Where does your funding come from?

A large part of our funding is from Higher Level Stewardship (HLS), more than a third in fact. Then there is funding from East Sussex County Council (ESCC), who own Ashdown Forest, the rent from the golf club, licences for people to ride on the forest, support from Wealden District Council and a small fee from Commoners to maintain their rights on the forest.

What, if anything, has changed on Ashdown Forest in recent years?

The Forest has changed a lot in the last few decades, it may have changed more in the last fifty years then it has for centuries. For hundreds, probably thousands of years, the character of Ashdown Forest has been defined by the grazing of livestock. People have exercised their common rights to graze animals for a very long time, after WWII very few people came back to that way of life; a quick read through the historic minutes of the conservators meetings from the late 1880's onwards gives you a feel for how things have changed. Many commoners gave up their rights when the 1965 Act was passed. Today we have just one Commoner grazing a significant number of animals on the forest, unless his son carries on, when he retires there will be no one making their living from the Forest anymore. Grazing livestock is as much a part of the Forest as heather and wide open views! Without grazing animals everything changes. In the 1940s the Forest comprised 15% woodland, it is mainly an open, heathland landscape and always has been. By the 1990s the amount of woodland cover had reached 40%. In fifty years the amount of the Forest covered by woodland has increased eight times! Ashdown Forest is literally becoming overgrown.

What are your hopes and fears for the future of Ashdown Forest?

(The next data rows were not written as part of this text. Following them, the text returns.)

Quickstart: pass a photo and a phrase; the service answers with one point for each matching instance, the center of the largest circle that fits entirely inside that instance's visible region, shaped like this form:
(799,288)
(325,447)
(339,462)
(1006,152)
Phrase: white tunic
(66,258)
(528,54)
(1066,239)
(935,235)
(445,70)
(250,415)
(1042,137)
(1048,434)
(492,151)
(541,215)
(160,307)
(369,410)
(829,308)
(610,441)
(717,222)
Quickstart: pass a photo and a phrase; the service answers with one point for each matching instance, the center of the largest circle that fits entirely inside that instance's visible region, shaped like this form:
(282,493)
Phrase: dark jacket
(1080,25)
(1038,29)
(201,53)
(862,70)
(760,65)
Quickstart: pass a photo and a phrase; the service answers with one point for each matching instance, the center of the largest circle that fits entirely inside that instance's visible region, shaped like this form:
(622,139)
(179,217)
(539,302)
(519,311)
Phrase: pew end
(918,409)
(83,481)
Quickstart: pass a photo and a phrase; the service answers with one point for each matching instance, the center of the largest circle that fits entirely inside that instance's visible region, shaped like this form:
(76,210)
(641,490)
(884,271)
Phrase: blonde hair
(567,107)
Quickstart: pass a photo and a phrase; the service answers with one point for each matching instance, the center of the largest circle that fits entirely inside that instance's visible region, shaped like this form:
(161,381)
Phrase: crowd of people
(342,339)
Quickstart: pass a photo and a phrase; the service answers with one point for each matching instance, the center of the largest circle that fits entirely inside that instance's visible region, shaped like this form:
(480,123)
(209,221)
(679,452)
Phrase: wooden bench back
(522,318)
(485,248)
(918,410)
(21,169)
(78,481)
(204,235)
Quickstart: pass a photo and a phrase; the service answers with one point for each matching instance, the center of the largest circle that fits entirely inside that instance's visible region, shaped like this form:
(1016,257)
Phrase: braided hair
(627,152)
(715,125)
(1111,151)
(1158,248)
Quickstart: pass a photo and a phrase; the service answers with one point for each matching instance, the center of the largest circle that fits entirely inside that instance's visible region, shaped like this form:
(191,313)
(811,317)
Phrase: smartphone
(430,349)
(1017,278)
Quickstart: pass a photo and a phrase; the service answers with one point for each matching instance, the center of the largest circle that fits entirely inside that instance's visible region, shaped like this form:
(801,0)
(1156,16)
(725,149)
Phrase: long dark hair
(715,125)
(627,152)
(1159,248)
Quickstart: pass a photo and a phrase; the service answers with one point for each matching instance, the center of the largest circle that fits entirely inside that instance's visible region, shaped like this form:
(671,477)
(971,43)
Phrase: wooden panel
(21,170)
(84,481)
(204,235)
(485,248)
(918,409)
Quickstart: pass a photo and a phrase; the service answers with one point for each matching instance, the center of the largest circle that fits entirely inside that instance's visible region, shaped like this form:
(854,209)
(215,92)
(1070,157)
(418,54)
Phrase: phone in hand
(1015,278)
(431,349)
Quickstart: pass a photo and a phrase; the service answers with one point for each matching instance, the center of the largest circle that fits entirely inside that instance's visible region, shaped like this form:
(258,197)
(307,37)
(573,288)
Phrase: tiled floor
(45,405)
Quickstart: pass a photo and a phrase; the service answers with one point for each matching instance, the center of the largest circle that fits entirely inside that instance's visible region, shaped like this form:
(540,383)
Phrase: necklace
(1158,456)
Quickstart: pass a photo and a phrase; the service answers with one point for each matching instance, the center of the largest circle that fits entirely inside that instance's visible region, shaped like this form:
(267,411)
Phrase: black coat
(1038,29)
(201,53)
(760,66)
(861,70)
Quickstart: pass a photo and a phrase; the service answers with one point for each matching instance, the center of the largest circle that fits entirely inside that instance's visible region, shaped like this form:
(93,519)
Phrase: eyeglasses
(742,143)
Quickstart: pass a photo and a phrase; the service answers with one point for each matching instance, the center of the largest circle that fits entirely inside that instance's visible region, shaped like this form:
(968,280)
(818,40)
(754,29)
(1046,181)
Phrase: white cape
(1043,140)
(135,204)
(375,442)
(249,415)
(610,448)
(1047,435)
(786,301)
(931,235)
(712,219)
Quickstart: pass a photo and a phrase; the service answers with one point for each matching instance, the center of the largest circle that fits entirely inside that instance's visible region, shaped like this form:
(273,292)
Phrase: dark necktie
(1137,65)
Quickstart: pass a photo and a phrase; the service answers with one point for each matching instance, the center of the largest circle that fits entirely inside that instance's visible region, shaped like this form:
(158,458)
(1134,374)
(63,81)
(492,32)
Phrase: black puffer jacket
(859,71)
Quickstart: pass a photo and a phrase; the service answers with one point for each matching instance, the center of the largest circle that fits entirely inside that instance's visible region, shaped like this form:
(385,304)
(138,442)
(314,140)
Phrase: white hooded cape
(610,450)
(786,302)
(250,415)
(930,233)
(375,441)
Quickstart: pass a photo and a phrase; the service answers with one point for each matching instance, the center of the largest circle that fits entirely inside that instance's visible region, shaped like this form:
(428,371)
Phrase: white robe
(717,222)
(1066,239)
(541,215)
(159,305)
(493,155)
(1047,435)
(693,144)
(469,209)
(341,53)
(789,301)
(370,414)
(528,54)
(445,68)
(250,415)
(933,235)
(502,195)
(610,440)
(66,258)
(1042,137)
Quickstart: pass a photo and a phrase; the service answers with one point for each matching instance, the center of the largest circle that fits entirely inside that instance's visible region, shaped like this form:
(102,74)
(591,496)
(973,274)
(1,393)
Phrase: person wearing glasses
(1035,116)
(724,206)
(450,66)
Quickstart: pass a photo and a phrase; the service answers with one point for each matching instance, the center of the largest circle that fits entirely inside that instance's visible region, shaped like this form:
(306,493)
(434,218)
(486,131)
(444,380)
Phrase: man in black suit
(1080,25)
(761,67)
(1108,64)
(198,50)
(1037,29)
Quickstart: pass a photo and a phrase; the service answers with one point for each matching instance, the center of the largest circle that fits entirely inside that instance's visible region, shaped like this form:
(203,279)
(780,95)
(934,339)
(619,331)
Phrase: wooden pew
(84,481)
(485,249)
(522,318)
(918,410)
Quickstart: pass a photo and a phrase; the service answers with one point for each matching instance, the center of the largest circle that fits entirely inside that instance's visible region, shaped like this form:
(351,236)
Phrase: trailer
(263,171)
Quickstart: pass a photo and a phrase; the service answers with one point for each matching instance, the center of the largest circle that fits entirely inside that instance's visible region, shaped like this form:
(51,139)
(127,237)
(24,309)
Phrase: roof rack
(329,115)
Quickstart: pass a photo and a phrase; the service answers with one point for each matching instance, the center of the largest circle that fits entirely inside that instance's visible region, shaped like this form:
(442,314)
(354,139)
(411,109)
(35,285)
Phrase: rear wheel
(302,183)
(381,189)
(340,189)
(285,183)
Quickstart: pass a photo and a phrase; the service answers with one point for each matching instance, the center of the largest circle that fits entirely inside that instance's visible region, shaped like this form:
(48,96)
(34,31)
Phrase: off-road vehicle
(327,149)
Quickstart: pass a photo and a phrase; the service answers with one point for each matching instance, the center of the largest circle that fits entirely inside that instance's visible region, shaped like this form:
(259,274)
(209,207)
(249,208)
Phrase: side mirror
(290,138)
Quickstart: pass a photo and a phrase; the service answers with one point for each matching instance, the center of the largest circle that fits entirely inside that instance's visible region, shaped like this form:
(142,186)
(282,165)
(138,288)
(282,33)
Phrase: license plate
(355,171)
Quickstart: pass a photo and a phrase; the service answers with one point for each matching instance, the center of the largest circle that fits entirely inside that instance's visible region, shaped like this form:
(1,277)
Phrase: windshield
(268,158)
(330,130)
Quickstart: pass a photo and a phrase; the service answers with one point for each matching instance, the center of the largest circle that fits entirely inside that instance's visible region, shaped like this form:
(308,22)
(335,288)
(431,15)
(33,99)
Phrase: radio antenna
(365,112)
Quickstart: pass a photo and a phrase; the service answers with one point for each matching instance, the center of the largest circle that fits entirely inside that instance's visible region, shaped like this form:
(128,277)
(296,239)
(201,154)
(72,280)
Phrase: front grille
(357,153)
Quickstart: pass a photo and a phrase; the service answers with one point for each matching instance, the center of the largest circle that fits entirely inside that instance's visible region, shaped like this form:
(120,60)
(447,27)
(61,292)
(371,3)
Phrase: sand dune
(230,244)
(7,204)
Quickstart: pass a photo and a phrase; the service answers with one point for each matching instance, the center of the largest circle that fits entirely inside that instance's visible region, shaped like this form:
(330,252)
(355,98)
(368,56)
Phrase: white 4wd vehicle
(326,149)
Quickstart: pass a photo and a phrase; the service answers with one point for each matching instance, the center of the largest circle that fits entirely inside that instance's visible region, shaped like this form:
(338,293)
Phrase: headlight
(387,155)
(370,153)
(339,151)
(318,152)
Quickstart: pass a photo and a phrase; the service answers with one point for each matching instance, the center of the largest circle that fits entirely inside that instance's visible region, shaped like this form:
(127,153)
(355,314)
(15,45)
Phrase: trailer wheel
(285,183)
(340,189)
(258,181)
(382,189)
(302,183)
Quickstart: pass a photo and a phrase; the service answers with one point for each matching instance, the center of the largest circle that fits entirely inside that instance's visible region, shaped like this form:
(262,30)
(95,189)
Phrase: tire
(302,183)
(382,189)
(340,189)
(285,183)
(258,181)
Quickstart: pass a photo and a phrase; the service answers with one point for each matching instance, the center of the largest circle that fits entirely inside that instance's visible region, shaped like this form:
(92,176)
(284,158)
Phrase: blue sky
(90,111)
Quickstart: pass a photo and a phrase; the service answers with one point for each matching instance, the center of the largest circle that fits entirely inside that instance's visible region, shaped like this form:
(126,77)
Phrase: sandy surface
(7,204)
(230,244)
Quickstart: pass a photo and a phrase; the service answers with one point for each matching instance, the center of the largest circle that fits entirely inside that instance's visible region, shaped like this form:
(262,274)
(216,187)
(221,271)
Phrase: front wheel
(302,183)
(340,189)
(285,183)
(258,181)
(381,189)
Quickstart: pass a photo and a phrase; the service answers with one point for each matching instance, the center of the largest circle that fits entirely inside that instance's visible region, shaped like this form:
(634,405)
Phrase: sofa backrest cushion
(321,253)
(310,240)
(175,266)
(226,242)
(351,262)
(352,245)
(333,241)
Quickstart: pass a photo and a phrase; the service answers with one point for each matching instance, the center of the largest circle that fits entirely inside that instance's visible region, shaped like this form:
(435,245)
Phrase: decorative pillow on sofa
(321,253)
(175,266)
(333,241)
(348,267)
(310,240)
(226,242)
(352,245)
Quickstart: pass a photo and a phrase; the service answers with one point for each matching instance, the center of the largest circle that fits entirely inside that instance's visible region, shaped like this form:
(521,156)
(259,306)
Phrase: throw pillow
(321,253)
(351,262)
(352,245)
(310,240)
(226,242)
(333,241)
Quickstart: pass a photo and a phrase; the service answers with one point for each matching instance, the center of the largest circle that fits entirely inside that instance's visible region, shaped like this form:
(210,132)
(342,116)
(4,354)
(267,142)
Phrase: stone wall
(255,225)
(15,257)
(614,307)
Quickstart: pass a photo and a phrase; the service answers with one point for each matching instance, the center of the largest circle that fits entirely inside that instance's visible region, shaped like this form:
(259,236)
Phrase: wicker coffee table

Well my biggest fear is that we do nothing. Ashdown is being lost due to a cessation of activity by man. This is working land and always has been, today it is important to over a million visitors a year as a place for leisure and relaxation, but without proper care and grazing it will be lost. People literally won’t be able to see the Forest for the trees! In another fifty years every view over the forest could be lost, its open character could be lost, that is a frightening rate of change. My hopes are that more people will learn to love and respect the Forest. This is a very important landscape steeped in history, it is a part of our heritage and it can provide for us for thousands of years more if we care for it in a sustainable way.

Why do we see Ashdown Rangers cutting down trees so often?

I hope people will recognise that and realise that this open heathy landscape is so special and is not ‘natural’, by which I mean it is not wild, the open heath will disappear rapidly without appropriate management. I hope people will understand this is a working landscape which has the grazing of animals at its heart, a few people get upset when they see our rangers cutting down trees, but clearing encroaching birch trees is not the same as clear felling primary Amazon rain forest. If sheep and cattle were grazing the land in the way they have done for millenia we would not need to clear birch as it wouldn’t be growing. People see our rangers cutting down birch trees and think we are harming the landscape, they don’t understand why we need to do this. Interestingly people also complain if a favourite view becomes overgrown and obscured!

If you had an audience with government Ministers what would you bring to their attention?

Stewardship is hugely valuable but needs to be rolled out across whole landscape. Put getting into the countryside on the health agenda, realise how valuable it can be as a preventative health measure and fund it accordingly. I would like to see a national campaign to eat venison. The number of deer across the forest, but also much of Britain, are at unnaturally high levels. There is, on average, one car accident involving deer on Ashdown every day! And those are the ones that get reported. Humanely hunted venison, taken by organised and properly licensed stalkers is a very healthy, lean, tastey and genuinely free range meat. There needs to be a market for wild venison in order to support sensible management of our deer population; in doing so we will protect people from death and injury on our roads and protect forestry business and ancient woodland (deer can be very damaging to woodland, especially recently cut traditional coppice).